Galdós's El amigo Manso: Masculinity, Respectability, and Bourgeois Culture

Document Type


Publication Date

Spring 2007





Publication Title

Romance Quarterly


Feminist critics have put questions of subjectivity and gender at the forefront of Galdós studies over the last two decades. Readings of his work from different theoretical perspectives, especially psychoanalytical, cultural, gender, and queer theory, have illuminated the abundance of characters who defy gender conventions. Many of Benito Pérez Galdós’s heroines, such as Mauricia la Dura in Fortunata y Jacinta and Camila in Lo prohibido, transgress the feminine ideal of “el ángel del hogar” by controlling their bodies and desires despite a patriarchal culture that demanded that femininity equal passivity and docility. Many of his male characters can also be read as defying established norms of culturally produced categories of sex and gender. For example, Maxí Rubin in Fortunata y Jacinta challenges conventions of normative masculinity by presenting alternative constructions of the masculine role. Focusing on these characters can be a productive way to analyze the representation of masculinity in nineteenth-century Spain.
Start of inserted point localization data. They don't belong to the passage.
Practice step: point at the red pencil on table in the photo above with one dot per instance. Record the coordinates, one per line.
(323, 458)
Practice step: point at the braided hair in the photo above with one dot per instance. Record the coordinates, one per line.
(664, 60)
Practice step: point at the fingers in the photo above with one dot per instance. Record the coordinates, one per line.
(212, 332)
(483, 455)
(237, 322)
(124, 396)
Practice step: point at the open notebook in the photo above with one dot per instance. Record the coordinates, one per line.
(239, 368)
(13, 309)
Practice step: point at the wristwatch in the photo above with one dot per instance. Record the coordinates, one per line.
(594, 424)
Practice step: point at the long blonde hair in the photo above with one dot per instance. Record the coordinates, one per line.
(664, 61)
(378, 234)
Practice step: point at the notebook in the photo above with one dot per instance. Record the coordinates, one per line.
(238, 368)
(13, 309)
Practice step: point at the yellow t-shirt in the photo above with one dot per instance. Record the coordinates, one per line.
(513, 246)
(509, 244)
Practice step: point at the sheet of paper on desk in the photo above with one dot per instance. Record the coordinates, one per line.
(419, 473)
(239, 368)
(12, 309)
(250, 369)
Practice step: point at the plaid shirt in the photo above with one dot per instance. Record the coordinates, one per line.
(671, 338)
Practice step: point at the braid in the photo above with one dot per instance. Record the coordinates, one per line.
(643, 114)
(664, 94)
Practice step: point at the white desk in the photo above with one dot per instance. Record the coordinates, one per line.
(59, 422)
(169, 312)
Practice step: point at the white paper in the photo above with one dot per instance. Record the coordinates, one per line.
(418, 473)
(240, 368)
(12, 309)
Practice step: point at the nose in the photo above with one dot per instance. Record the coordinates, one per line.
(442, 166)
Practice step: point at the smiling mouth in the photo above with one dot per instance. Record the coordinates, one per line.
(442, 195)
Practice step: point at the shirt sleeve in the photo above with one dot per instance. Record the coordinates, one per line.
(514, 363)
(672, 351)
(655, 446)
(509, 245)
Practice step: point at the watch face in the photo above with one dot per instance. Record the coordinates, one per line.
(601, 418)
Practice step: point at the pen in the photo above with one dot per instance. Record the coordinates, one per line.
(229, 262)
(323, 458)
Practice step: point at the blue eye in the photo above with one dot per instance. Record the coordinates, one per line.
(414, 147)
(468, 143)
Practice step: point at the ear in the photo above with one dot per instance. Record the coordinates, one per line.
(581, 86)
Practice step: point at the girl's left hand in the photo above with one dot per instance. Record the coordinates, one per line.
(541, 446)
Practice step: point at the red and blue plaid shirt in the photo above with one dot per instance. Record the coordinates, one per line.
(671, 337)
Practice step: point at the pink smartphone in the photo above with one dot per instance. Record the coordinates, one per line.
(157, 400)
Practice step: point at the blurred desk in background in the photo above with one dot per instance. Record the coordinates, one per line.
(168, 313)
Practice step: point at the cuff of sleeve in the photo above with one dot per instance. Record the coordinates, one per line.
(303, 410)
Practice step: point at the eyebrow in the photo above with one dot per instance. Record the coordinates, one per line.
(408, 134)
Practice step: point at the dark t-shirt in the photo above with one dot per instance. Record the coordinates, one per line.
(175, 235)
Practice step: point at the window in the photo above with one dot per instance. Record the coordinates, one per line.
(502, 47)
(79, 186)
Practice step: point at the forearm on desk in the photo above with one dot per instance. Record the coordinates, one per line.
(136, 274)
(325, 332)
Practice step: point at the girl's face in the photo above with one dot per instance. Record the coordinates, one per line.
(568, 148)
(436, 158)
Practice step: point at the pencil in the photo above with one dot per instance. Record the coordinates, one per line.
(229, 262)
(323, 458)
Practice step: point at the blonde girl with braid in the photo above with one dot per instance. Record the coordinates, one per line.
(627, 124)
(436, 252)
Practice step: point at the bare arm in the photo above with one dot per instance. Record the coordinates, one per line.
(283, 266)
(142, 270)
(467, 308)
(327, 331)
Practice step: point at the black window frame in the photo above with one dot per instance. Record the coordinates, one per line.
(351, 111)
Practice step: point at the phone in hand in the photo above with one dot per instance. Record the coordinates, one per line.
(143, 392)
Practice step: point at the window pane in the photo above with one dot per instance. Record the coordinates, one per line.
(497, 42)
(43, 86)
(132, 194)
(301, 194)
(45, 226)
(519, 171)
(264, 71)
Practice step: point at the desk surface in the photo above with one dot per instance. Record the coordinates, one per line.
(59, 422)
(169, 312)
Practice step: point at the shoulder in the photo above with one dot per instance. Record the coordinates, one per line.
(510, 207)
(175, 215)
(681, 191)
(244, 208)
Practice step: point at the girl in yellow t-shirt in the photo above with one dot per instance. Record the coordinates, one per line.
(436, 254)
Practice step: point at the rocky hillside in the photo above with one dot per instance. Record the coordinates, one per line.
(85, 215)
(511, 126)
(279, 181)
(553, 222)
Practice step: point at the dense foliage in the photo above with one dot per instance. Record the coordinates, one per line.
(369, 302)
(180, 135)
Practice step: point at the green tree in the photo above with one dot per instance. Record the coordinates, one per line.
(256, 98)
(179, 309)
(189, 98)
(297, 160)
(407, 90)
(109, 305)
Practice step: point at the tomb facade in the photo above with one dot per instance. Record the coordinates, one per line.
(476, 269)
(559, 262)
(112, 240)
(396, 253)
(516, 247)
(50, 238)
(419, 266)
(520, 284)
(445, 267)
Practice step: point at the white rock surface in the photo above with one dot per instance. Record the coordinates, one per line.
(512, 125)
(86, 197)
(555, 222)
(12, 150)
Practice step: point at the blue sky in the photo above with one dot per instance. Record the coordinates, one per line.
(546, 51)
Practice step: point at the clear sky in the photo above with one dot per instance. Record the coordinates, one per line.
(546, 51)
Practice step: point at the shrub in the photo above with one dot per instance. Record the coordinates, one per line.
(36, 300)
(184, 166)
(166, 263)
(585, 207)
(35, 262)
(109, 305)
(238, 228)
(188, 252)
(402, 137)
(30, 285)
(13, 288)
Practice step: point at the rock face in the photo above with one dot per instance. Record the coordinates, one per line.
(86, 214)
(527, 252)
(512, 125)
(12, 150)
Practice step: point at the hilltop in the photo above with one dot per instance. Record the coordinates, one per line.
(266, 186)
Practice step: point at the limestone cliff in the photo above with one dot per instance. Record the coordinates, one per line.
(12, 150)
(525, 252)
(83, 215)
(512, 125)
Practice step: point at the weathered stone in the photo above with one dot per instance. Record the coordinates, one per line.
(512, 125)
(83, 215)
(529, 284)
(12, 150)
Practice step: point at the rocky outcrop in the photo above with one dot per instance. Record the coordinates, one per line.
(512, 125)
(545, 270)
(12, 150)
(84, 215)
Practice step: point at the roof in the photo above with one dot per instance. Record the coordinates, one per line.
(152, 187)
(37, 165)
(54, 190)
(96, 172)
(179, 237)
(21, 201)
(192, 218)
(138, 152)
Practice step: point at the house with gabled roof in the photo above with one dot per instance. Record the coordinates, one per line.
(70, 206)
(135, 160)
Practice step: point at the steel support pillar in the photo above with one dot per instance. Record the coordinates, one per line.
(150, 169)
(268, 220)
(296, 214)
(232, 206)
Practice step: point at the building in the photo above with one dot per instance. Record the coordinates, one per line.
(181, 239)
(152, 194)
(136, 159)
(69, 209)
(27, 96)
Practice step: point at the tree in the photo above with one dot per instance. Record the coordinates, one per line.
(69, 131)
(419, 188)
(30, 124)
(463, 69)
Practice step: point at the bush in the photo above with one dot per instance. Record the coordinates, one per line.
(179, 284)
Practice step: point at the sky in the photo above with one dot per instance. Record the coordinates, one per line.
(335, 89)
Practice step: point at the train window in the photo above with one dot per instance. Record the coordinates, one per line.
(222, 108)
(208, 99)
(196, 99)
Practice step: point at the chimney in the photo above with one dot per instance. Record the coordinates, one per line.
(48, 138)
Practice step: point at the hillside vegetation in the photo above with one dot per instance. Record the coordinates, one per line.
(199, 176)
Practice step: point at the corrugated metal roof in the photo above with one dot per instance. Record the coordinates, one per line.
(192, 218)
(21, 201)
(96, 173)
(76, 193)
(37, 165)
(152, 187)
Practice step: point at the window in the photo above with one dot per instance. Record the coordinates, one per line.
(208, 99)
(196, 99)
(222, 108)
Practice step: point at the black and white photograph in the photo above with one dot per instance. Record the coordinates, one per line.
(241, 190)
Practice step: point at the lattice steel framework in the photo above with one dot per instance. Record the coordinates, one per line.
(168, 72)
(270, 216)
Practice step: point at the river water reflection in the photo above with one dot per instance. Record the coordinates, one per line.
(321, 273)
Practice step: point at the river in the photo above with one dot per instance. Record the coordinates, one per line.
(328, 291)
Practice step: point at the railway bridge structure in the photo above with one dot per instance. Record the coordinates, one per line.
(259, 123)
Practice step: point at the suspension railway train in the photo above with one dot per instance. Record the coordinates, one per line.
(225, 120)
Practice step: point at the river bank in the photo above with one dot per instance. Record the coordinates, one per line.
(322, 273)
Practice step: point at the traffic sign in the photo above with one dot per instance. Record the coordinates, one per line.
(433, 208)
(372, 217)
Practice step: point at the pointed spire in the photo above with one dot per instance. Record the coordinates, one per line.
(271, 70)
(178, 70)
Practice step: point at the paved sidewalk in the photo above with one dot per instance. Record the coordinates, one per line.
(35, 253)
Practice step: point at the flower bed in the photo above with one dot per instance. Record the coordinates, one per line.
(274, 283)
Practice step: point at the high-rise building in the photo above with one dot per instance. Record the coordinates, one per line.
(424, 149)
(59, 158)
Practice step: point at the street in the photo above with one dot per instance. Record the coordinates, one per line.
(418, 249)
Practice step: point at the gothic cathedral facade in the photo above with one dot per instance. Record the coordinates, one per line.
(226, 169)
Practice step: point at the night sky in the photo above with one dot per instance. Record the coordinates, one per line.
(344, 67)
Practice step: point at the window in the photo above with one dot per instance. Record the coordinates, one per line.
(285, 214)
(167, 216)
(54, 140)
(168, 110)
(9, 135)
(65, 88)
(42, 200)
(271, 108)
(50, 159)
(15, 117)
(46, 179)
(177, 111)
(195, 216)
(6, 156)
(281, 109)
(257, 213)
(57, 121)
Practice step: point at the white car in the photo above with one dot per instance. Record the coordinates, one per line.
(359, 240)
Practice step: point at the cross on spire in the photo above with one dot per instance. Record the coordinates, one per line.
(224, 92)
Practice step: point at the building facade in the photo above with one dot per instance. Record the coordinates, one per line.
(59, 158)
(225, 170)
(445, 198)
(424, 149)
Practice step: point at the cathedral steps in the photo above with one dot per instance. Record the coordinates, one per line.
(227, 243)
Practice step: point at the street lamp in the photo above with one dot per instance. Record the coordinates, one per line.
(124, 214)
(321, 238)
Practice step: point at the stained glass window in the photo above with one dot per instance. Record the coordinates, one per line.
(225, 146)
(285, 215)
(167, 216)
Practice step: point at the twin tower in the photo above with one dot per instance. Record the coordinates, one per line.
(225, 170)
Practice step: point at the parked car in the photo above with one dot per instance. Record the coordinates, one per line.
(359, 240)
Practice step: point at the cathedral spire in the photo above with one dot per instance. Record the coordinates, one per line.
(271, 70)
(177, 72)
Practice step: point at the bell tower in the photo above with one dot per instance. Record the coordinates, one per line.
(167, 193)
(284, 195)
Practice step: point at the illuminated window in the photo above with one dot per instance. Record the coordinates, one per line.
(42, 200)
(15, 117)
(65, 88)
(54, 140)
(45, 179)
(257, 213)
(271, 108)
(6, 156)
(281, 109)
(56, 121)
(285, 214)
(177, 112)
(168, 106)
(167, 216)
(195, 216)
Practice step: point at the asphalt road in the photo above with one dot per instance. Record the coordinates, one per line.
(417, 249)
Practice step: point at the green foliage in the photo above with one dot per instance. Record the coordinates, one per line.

As Jane Flax reminds us, critical attention should be paid to constructions of masculinity as well as femininity:

To the extent that feminist discourse defines its problematic as “woman,” it, too, ironically privileges the man as unproblematic or exempted from determination by gender relations. [. . .] That men appear to be and (in many cases) are the wardens, or at least the trustees within a social whole, should not blind us to the extent to which they, too, are governed by the rules of gender.